Low-FODMAP | Pesco-Vegan | Gluten-Free
Serves 2 for main course
30 minutes prep time
Ingredients
- 1 cup of quinoa
- 1/2 tsp salt
- 1 red capsicum, diced
- 1 carrot, peeled and grated
- 1 cucumber, deseeded and diced
- 1/2 avocado
- 10-15 ripe, red juicy cherry tomatoes
- 1 spring onion, green parts only, finely sliced
- 1/4 cup fresh coriander, chopped
- 2 tbsp fresh mint or basil, chopped
- 3-4 limes
- 2.5 tsp fish sauce
- 1.5 tbsp olive oil
- 2 tbsp sugar
- 1/4 tsp red chilli flakes (or to taste)
Method
- To cook quinoa, add salt to one and two-thirds cup of water in a pot. Boil, then reduce heat to simmer, with lid on, for 15 minutes. Water should be absorbed and quinoa fluffy when you fork through it. Transfer to a serving bowl and put into the fridge to cool.
- To make the dressing, add the lime juice, fish sauce, olive oil, sugar and chilli flakes in a bowl. Whisk until the sugar is dissolved.
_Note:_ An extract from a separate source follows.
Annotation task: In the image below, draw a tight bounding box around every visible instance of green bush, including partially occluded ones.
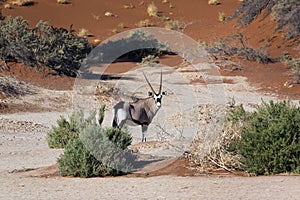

- When the quinoa is cooled, add the capsicum, carrot, cucumber, spring onions, fresh herbs, and dressing. Toss thoroughly. Taste test and adjust seasoning (lime juice, salt, sugar, chillies) so the corners of salty, sweet, sour and spicy are balanced. Remember that salt and sugar balance out acids, and vice versa. Add cautiously, stir well, then taste test.